Marzia Ciunfrini

Se al momento del perfezionamento del contratto una parte dà all’altra, a titolo di caparra, una somma di danaro, la caparra, in caso di adempimento, deve essere restituita o imputata alla prestazione dovuta. Se la parte che ha dato la caparra è inadempiente, l’altra può recedere dal contratto, ritenendo la caparra; se inadempiente è invece la parte che l’ha ricevuta, l’altra può recedere dal contratto ed esigere il doppio della caparra. E’ questo il contenuto dell’articolo 1385 del codice civile citato.

Per poter pretendere il doppio della caparra confirmatoria, è necessario recedere unilateralmente dal contratto, non invitare la controparte all’adempimento.

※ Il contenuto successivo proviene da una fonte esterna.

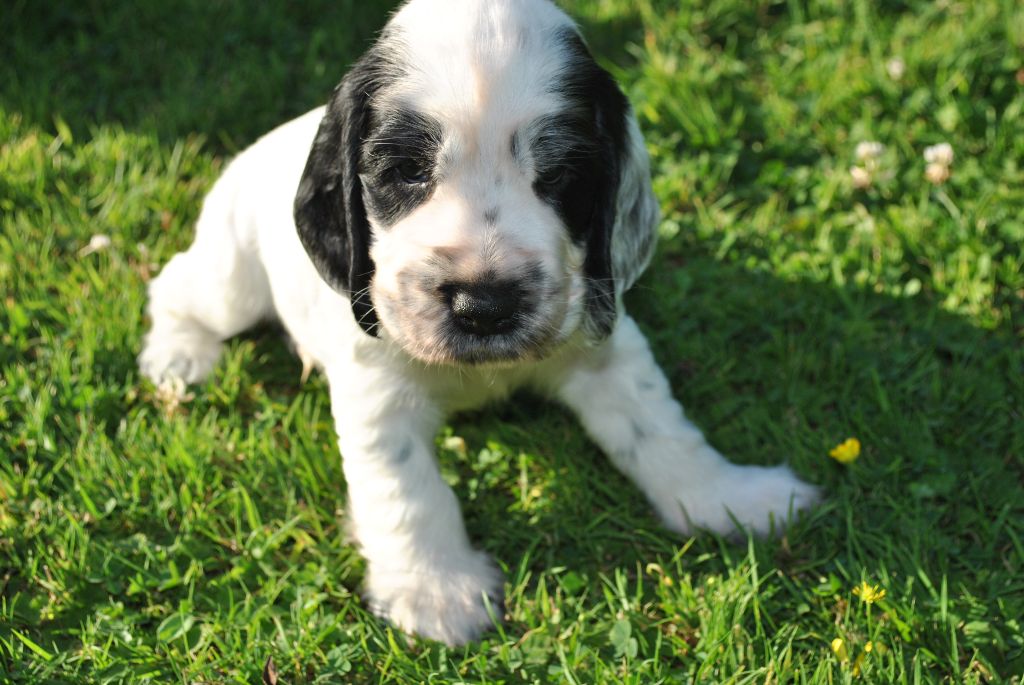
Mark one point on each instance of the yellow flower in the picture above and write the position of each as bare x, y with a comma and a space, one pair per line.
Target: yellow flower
869, 593
846, 452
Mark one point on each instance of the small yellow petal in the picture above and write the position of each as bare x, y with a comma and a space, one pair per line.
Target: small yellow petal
839, 648
846, 452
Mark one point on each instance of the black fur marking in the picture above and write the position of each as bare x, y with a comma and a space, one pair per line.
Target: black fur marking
330, 213
578, 157
515, 147
399, 141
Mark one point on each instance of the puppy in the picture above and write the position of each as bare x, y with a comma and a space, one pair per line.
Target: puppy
459, 221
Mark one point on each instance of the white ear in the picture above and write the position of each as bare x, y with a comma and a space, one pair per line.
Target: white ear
638, 213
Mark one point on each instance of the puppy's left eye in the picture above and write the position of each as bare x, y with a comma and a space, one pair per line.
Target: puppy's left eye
412, 172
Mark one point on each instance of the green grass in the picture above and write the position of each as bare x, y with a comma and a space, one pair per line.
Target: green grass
790, 309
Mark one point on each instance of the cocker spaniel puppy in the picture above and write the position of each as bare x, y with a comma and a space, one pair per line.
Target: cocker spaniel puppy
461, 220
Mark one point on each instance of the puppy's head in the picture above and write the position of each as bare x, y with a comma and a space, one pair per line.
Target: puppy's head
478, 186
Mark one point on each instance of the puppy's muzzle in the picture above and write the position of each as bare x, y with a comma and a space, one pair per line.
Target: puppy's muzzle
484, 308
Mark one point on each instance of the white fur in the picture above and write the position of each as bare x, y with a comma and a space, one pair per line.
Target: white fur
247, 264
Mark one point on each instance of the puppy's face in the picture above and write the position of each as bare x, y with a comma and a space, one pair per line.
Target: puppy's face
485, 155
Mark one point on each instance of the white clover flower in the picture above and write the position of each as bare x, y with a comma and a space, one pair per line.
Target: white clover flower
937, 173
868, 151
940, 154
861, 177
896, 68
96, 244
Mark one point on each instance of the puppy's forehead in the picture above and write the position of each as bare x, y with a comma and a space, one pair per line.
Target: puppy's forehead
472, 61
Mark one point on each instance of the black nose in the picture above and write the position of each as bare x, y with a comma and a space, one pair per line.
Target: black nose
484, 309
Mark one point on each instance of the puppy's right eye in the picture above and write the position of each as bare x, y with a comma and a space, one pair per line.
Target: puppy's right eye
412, 172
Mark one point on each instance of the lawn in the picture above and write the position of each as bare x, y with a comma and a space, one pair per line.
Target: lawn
794, 304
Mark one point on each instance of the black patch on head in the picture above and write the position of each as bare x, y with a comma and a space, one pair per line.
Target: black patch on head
398, 163
579, 156
330, 211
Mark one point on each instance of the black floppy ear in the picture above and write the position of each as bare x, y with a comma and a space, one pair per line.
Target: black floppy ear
329, 212
620, 234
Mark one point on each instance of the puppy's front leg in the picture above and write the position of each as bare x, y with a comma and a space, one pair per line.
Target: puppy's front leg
624, 400
423, 575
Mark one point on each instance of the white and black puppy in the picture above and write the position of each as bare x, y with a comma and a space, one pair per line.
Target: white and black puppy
461, 220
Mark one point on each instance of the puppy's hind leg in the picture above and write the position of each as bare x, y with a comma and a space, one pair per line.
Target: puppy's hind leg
212, 291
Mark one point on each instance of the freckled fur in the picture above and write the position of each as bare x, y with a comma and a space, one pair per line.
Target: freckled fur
307, 226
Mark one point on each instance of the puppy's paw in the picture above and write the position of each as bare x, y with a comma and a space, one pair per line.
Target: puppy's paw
186, 355
756, 498
448, 602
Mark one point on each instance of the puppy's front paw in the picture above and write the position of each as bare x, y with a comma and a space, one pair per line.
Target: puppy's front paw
446, 601
753, 497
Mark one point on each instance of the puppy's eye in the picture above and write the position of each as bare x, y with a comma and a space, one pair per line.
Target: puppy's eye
412, 172
553, 177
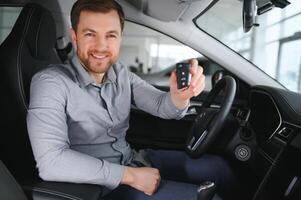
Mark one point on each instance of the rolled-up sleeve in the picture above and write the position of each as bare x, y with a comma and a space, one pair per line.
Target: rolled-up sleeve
152, 100
48, 132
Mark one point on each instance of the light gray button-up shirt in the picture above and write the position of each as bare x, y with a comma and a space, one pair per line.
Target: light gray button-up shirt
77, 128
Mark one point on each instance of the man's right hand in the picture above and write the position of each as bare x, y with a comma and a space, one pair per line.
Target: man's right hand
145, 179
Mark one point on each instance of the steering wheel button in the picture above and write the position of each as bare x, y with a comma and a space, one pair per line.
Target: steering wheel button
242, 152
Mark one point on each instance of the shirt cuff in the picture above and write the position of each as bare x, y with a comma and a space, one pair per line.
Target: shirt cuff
115, 175
180, 113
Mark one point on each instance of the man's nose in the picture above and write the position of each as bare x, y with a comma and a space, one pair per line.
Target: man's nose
101, 43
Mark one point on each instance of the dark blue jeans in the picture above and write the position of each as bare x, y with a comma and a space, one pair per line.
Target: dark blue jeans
181, 176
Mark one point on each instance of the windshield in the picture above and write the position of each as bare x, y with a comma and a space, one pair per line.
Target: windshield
274, 46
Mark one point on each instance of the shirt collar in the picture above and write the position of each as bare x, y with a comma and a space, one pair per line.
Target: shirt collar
84, 77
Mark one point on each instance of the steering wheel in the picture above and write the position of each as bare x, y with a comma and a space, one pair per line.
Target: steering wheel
209, 121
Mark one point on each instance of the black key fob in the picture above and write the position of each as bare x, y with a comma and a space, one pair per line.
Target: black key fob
183, 75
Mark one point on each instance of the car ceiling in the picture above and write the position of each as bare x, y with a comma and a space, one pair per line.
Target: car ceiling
167, 10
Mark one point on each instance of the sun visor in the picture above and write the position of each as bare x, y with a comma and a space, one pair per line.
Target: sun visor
167, 10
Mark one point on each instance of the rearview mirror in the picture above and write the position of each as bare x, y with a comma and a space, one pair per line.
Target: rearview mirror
249, 11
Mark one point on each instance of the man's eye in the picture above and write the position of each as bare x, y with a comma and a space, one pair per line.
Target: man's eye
89, 34
112, 36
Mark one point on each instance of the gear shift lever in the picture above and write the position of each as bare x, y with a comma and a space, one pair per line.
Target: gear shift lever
206, 190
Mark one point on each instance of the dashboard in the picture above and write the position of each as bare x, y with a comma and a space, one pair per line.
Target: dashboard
275, 120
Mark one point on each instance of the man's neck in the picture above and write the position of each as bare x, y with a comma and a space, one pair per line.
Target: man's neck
98, 77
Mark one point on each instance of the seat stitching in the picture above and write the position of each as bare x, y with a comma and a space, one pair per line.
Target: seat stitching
19, 70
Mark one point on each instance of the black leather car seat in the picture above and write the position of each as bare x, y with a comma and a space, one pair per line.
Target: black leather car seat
29, 47
9, 188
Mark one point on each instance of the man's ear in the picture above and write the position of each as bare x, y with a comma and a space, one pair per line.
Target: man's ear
73, 37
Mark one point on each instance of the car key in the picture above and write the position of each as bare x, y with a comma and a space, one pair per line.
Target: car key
183, 75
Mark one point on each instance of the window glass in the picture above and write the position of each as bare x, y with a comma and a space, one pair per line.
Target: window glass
8, 17
273, 46
153, 56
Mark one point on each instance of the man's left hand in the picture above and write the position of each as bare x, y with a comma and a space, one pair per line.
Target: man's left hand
181, 97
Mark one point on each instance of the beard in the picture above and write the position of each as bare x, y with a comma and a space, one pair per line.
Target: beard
93, 65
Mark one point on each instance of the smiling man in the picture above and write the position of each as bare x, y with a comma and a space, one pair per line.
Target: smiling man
79, 114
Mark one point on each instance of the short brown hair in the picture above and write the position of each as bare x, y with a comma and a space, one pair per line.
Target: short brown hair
103, 6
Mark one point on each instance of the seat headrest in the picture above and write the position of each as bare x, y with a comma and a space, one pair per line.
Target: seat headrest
29, 47
36, 27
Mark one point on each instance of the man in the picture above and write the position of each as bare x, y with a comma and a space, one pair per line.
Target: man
79, 114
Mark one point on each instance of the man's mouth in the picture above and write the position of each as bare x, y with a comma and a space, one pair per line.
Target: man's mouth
99, 56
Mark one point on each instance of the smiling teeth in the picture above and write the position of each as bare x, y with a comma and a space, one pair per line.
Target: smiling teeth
99, 57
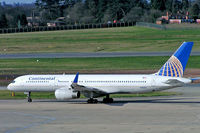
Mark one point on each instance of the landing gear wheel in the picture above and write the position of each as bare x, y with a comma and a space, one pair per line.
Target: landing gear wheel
107, 100
29, 100
29, 97
91, 100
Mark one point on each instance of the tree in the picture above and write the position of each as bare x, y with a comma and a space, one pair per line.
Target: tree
3, 21
185, 5
195, 11
23, 20
158, 4
134, 15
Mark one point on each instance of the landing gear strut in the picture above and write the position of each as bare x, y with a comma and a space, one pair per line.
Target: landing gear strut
29, 97
91, 100
107, 99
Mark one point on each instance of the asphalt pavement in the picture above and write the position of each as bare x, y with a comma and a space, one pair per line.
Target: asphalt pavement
84, 55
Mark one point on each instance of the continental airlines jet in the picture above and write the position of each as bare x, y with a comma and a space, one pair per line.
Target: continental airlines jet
96, 85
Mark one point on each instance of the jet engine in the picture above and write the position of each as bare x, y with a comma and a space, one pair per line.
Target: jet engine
66, 93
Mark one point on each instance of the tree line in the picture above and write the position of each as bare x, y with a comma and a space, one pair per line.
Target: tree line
95, 11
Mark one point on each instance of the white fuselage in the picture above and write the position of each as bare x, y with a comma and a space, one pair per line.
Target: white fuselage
123, 83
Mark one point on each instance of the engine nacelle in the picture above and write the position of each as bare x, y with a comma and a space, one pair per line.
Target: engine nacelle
66, 93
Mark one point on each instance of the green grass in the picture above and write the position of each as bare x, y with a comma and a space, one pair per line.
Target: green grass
5, 94
85, 65
98, 40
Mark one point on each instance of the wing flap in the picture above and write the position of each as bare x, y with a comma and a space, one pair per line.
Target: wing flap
174, 82
83, 88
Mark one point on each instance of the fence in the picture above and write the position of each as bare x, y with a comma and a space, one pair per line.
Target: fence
151, 25
66, 27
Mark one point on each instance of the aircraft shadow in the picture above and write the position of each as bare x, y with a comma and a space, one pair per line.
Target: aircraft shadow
121, 102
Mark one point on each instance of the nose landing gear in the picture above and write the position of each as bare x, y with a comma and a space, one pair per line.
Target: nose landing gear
28, 96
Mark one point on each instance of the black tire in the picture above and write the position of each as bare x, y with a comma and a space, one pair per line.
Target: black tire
29, 100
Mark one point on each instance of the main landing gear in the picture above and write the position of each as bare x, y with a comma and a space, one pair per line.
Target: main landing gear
91, 100
29, 97
107, 99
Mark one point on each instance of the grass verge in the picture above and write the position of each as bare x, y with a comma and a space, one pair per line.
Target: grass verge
5, 94
84, 65
99, 40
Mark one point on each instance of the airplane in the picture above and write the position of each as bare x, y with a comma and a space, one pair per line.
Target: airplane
92, 86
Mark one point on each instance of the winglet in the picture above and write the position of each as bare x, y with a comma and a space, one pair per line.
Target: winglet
76, 78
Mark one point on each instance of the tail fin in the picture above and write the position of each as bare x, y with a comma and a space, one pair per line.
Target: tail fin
176, 64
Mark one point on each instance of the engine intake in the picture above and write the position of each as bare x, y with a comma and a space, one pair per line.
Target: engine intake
66, 93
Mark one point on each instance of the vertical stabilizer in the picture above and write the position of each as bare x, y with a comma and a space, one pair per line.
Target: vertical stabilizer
176, 64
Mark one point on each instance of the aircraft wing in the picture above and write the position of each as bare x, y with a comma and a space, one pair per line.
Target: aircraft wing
82, 88
195, 80
174, 82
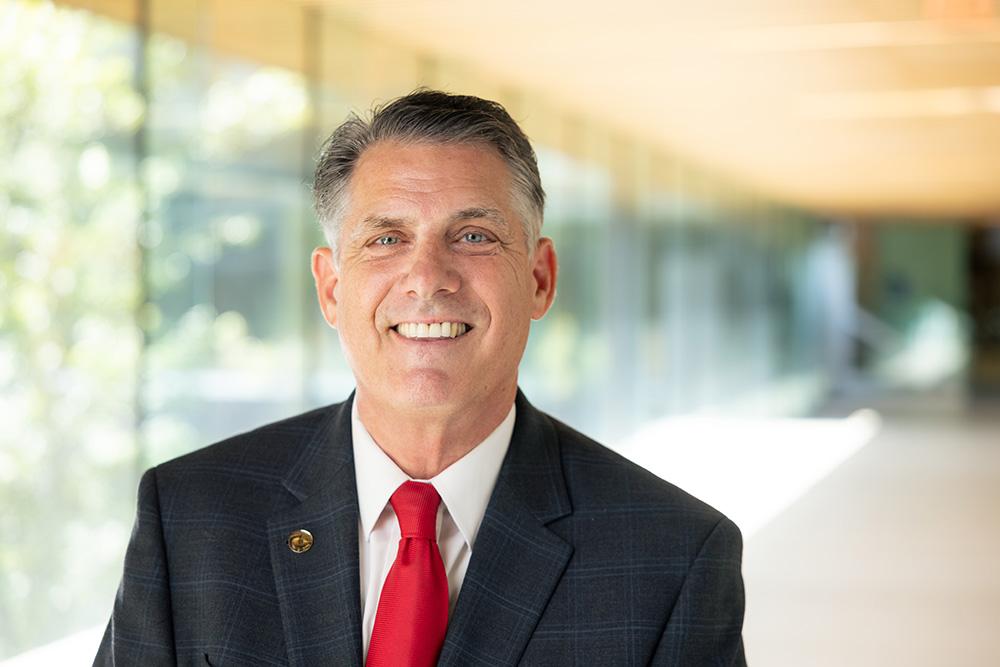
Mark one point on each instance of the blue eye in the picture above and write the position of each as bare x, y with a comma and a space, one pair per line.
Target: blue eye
475, 237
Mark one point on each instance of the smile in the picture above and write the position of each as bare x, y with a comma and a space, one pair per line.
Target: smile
431, 330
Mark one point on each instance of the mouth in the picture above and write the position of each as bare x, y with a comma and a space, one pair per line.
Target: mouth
432, 330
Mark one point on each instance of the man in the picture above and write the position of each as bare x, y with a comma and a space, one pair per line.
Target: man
434, 516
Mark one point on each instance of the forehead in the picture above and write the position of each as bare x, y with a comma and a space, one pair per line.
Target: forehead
429, 173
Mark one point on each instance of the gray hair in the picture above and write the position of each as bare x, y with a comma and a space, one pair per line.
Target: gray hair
435, 117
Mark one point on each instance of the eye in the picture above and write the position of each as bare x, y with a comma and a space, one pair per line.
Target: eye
475, 237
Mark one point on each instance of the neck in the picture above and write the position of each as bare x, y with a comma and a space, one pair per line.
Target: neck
425, 441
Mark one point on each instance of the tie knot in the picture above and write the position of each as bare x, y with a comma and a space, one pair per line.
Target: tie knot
415, 504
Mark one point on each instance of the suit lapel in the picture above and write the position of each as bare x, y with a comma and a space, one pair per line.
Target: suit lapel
517, 562
319, 589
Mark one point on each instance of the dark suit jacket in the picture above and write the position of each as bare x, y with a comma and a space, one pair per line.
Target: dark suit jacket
583, 558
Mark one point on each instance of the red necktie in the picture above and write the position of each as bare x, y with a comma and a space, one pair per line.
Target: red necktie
412, 612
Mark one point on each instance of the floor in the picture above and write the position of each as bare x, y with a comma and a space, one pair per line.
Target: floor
894, 557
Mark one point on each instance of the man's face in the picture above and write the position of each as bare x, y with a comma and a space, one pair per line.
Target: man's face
435, 288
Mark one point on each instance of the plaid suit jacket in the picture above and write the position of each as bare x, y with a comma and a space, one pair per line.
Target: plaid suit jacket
583, 558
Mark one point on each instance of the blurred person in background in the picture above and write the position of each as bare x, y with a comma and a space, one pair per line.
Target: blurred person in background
435, 516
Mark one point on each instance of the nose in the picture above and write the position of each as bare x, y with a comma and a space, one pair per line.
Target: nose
431, 272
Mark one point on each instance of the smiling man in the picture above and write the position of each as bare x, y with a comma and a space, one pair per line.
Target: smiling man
435, 516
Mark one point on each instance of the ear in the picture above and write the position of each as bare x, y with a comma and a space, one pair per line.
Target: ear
544, 270
326, 276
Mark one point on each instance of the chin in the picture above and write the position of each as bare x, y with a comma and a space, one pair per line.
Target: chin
429, 389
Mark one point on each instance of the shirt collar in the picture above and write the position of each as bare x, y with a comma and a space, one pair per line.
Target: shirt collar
465, 486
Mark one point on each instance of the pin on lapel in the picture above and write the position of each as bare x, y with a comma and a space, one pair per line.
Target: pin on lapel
300, 541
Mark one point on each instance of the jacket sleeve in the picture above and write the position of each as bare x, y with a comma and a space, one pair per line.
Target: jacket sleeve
140, 631
705, 627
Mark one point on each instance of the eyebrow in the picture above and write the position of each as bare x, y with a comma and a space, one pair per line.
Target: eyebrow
377, 222
479, 212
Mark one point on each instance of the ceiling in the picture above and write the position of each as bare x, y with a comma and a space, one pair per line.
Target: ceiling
882, 107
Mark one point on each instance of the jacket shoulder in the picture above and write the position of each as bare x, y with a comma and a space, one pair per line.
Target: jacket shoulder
599, 478
269, 448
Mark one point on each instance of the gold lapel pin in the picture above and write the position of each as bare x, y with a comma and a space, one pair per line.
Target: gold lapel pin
300, 541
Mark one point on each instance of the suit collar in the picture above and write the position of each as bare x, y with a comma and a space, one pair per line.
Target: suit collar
518, 561
319, 590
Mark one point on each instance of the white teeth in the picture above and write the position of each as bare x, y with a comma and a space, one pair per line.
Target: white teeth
434, 330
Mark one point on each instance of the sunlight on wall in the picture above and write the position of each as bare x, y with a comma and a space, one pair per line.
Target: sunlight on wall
749, 469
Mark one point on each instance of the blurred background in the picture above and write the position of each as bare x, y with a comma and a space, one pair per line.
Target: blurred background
779, 230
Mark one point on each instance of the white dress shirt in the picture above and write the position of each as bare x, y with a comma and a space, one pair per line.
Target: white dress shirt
464, 486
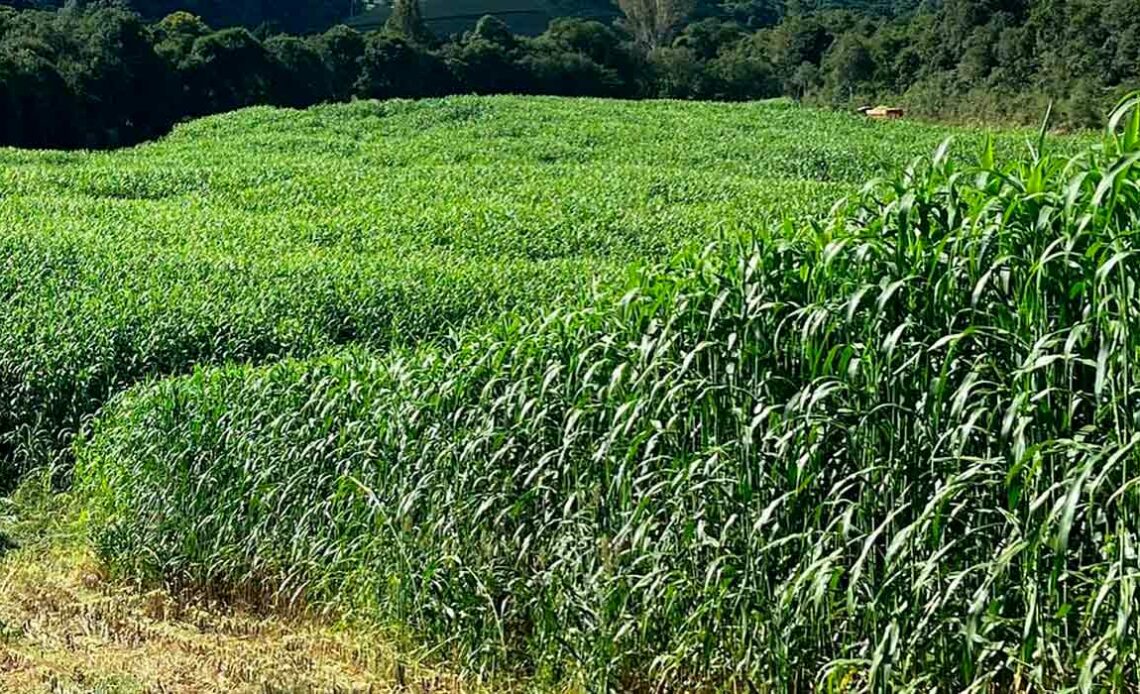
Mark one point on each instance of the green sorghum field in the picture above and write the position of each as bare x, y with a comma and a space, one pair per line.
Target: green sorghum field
609, 396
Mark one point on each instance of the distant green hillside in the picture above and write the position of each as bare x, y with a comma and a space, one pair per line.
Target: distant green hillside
524, 17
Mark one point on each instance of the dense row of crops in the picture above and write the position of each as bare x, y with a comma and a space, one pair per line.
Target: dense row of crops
893, 450
263, 234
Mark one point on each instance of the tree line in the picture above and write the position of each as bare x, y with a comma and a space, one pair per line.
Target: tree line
100, 75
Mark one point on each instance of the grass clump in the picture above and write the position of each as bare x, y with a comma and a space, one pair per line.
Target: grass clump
894, 450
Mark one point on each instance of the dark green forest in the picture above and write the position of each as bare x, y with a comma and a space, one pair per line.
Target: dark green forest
110, 74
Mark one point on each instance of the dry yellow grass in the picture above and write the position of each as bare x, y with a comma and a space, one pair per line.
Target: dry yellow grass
65, 627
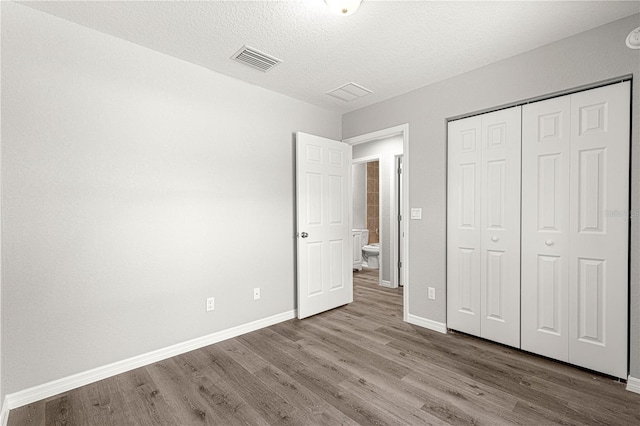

Per poter pretendere un risarcimento maggiore del doppio della caparra confirmatoria bisogna recedere dal contratto e procedere con azione giudiziale autonoma di risarcimento danni (con danni da provare e importo del risarcimento da documentare dettagliatamente) .

Cassazione civile, sentenza 17923/2007: la caparra confirmatoria, di cui all’articolo 1385 del codice civile, assume la funzione di liquidazione convenzionale del danno da inadempimento qualora la parte non inadempiente abbia esercitato il potere di recesso conferitole dalla legge e in tal caso, essa è legittimata a ritenere la caparra ricevuta o ad esigere il doppio di quella versata; qualora, invece, la parte adempiente abbia preferito agire per la risoluzione o l’esecuzione del contratto, il diritto al risarcimento del danno dovrà essere provato, anche nella misura dell’importo risarcitorio.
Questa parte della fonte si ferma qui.